The Senate Commerce Committee took an important step toward revitalizing American manufacturing competitiveness on April 9 when it completed mark-up of the Revitalize American Manufacturing and Innovation Act (RAMI).

The bipartisan legislation, cosponsored by Senators Sherrod Brown (D-OH) and Roy Blunt (R-MO), would create a National Network for Manufacturing Innovation (NNMI).

This network of 15 public-private institutes is designed to accelerate manufacturing innovation in key technologies and industries, while also bridging the gap between basic research performed at U.S. universities and research laboratories, product development by U.S. manufacturers, and manufacturing these products at scale in the United States.

While this is a positive and important step, it also highlights how far behind we are as a nation at promoting manufacturing innovation and competitiveness.

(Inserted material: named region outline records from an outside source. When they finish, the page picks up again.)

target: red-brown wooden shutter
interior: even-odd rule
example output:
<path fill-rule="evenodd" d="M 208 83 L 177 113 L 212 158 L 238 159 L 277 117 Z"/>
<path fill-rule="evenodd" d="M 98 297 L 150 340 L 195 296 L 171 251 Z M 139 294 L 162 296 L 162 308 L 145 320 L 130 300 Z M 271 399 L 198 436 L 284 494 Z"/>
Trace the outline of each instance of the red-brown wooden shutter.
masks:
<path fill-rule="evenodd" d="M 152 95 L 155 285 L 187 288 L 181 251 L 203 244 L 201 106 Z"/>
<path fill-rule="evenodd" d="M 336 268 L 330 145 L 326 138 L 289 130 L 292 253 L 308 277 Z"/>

In fact, many don’t even recognize we have a problem.

A host of pundits, and even some policymakers, have argued that American manufacturing is rebounding and therefore new policies are not necessary, while others have contended that manufacturing doesn’t matter anymore so we needn’t focus on it at all.

 

This is despite the fact that the United States lost 5.7 million manufacturing jobs during the 2000s, has accumulated a $360 billion trade deficit in advanced technology products since 2010, and now ranks forty-third out of forty-four nations in the rate of progress in improving its innovation-based competitiveness.

It’s a little like Nero fiddling while Rome burned.